The Freewheelin' Bob Dylan - Legacy

Legacy

The success of Freewheelin' transformed the public perception of Dylan. Before the album's release, he was one amongst many folk-singers. Afterwards, at the age of 22, Dylan was regarded as a major artist, perhaps even a spokesman for disaffected youth. As one critic described the transformation, "In barely over a year, a young plagiarist had been reborn as a songwriter of substance, and his first album of fully realized original material got the 1960s off their musical starting block." Janet Maslin wrote of the album: "These were the songs that established him as the voice of his generation—someone who implicitly understood how concerned young Americans felt about nuclear disarmament and the growing movement for civil rights: his mixture of moral authority and nonconformity was perhaps the most timely of his attributes."

This title of "Spokesman of a Generation" was viewed by Dylan with disgust in later years. He came to feel it was a label that the media had pinned on him, and in his autobiography, Chronicles, Dylan wrote: "The press never let up. Once in a while I would have to rise up and offer myself for an interview so they wouldn't beat the door down. Later an article would hit the streets with the headline "Spokesman Denies That He's A Spokesman". I felt like a piece of meat that someone had thrown to the dogs."

The album secured for Dylan an "unstoppable cult following" of fans who preferred the harshness of his performances to the softer cover versions released by other singers. Richard Williams has suggested that the richness of the imagery in Freewheelin' transformed Dylan into a key performer for a burgeoning college audience hungry for a new cultural complexity: "For students whose exam courses included Eliot and Yeats, here was something that flattered their expanding intellect while appealing to the teenage rebel in their early-sixties souls. James Dean had walked around reading James Joyce; here were both in a single package, the words and the attitude set to music." Andy Gill adds that in the few months between the release of Freewheelin' in May 1963, and Dylan's next album The Times They Are A-Changin' in January 1964, Dylan became the hottest property in American music, stretching the boundaries of what had been previously viewed as a collegiate folk music audience.

Critical opinion about Freewheelin' has been consistently favorable in the years since its release. Dylan biographer Howard Sounes called it "Bob Dylan's first great album". In a survey of Dylan’s work published by Q magazine in 2000, the Freewheelin’ album was described as "easily the best of acoustic albums and a quantum leap from his debut—which shows the frantic pace at which Dylan’s mind was moving." The magazine went on to comment, "You can see why this album got the Beatles listening. The songs at its core must have sounded like communiques from another plane."

For Patrick Humphries, "rarely has one album so effectively reflected the times which produced it.

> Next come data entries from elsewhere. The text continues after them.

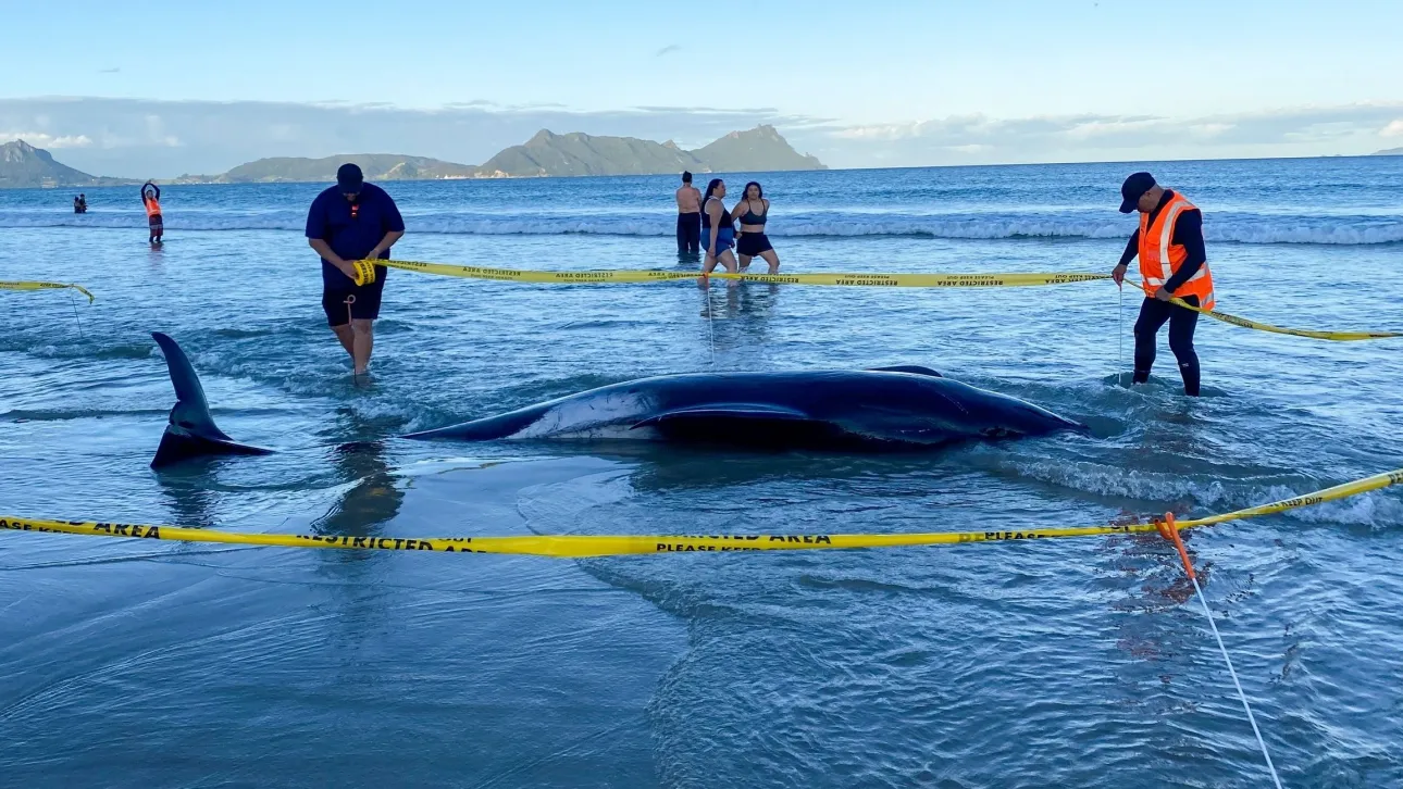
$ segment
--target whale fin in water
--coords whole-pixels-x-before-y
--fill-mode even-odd
[[[822,446],[845,430],[803,411],[769,404],[718,402],[655,413],[633,426],[652,427],[687,441],[734,446]]]
[[[199,376],[195,374],[195,367],[191,366],[185,352],[161,332],[152,332],[152,338],[166,355],[166,369],[170,371],[171,385],[175,387],[175,405],[171,408],[166,433],[161,434],[161,444],[156,448],[156,457],[152,458],[152,468],[206,455],[272,454],[272,450],[240,444],[226,436],[209,415],[205,387],[199,384]]]
[[[930,367],[922,367],[920,364],[895,364],[892,367],[868,367],[873,373],[911,373],[912,376],[930,376],[932,378],[944,378],[940,373],[932,370]]]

Freewheelin' spoke directly to the concerns of its audience. and addressed them in a mature and reflective manner: it mirrored the state of the nation." Stephen Thomas Erlewine’s verdict on the album in the Allmusic guide was: "It's hard to overestimate the importance of The Freewheelin' Bob Dylan, the record that firmly established Dylan as an unparalleled songwriter ... This is rich, imaginative music, capturing the sound and spirit of America as much as that of Louis Armstrong, Hank Williams, or Elvis Presley. Dylan, in many ways, recorded music that equaled this, but he never topped it."

In March 2000, Van Morrison told the Irish rock magazine Hot Press about the impact that Freewheelin' made on him: "I think I heard it in a record shop in Smith Street. And I just thought it was incredible that this guy's not singing about 'moon in June' and he's getting away with it. That's what I thought at the time. The subject matter wasn't pop songs, ya know, and I thought this kind of opens the whole thing up ... Dylan put it into the mainstream that this could be done."

Freewheelin' was one of 50 recordings chosen by the Library of Congress to be added to the National Recording Registry in 2002. The citation read: "This album is considered by some to be the most important collection of original songs issued in the 1960s. It includes "Blowin' in the Wind," the era's popular and powerful protest anthem." The following year, Rolling Stone magazine ranked it number 97 on their list of the 500 greatest albums of all time (this ranking would later be changed to number 98 in the published book version of the list).